第21話 自律型工作機械の鍋

「フルコースねぇ……」


 ササキはいつも通りホバーバイクに乗って警ら活動にいそしんでいた。

 考えていてもフルコースが何かさっぱり浮かんでこない。それならせめていつも通りの任務をやっている間に思いつくのではないかと考えたのだ。


 上司のグレッグ機動警察大佐も冥王星に休暇に向かってしまったので役に立たないだろう。


 ササキは極地戦争以前に作られた高架上の線路上を飛行していた。

 七曜旧海山列鉄道を一気に南下する。

 

 しばらくこのあたりの地区は警らしていなかったのと、いまは使われていない兵器工場を見ておきたかったのだ。
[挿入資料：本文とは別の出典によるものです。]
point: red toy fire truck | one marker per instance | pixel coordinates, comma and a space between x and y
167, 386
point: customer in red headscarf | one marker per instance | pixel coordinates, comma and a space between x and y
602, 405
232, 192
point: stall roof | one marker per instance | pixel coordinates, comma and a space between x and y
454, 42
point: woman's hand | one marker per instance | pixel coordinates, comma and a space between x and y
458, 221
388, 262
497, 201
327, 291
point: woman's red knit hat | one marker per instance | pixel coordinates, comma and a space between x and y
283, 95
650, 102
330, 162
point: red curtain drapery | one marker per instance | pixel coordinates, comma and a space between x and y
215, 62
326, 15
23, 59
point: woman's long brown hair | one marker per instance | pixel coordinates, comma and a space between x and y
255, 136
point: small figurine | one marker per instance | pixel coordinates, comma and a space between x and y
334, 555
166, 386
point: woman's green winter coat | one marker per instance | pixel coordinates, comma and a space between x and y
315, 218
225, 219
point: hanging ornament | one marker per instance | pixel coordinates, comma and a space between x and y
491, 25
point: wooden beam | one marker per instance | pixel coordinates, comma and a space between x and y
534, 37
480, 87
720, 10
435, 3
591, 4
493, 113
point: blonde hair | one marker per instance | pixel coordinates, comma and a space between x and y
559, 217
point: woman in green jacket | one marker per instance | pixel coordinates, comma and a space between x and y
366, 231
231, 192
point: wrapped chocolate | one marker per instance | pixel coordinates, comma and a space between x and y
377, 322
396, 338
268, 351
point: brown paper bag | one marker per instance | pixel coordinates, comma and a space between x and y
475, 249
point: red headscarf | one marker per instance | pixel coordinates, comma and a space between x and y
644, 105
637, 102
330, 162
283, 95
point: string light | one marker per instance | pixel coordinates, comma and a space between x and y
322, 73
 その兵器工場は極地戦争で使われた兵器のうち、滑空弾や巡航ミサイル、航空機などを生産している巨大軍需企業のもので、調べたところによると各地の首長を招いた盛大な宴会を開催したこともあるという。


 つまりちょっとしたバンケットルームがあるということなのだ。

 提供していた料理の調理場もあるのだろう。


 七曜旧海山列鉄道から天川旧海山鉄道に入る前に右折した。

 このあたりは特に激しい爆撃を受けた後で、重水素弾頭によるクレーターが赤茶けた大地にいくつもうがたれていた。


 高架が途切れた。

 ホバーバイクをゆっくりと降下させる。

 そこには赤茶けた大地が広がっていたが、その中に工場の跡地らしきものが見えた。これが軍需企業跡地なのだろう。
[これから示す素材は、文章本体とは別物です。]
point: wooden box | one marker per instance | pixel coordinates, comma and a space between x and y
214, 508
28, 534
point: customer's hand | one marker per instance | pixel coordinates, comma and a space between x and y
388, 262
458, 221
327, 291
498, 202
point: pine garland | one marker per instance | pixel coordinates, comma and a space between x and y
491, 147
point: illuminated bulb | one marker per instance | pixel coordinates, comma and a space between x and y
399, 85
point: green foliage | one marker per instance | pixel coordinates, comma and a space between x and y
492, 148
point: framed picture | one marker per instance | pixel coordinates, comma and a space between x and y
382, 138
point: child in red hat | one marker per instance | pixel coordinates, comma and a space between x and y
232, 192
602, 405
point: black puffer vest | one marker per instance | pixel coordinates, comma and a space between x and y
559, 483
 以前にこの工場の存在をレポートした機動警察官によると生産部門は完全に破壊されているが、営業部門や管理部門が生き残っているという。


 ササキはホバーバイクを止めて工場の敷地に入り込んだ。

 どこかからか水が来ているのか緑地化されている。管理部門と思われる建物はまだ健在だ。窓はなくツタに覆われている光景はどことなく荘厳だった。


 ササキは警備の自動機械などを警戒し9mm拳銃を用意し、いつもの9mm装弾筒付翼安定徹甲弾APFSDSの装填を確認した。

 

 中に入ると薄暗いがほそぼそと光源も生きていて、何らかの補修用の自動機械が動いている気配がした。幸い攻撃してくる様子はなかったので通路をそのまま進んだ。
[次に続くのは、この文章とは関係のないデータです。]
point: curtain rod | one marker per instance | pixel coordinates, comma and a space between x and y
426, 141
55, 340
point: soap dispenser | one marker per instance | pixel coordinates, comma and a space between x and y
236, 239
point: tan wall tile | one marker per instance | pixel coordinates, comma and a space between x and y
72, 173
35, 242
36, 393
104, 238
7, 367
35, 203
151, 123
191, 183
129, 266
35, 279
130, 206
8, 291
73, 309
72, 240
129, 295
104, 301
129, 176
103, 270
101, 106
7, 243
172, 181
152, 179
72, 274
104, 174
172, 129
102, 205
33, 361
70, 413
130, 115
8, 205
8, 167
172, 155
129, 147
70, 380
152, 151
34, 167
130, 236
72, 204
 受付のホールは広かったがバンケットルームを目指す通路は狭かった。

 メンテナンス機構が生きているらしく床は妙に磨き抜かれたリノリウムのような光沢を放っている。実際、破壊の後が散見されるのに補修はされているようだった。


 目指すバンケットルームへ向かう通路と階段をいくつか経由したところでササキは行き詰ってしまった。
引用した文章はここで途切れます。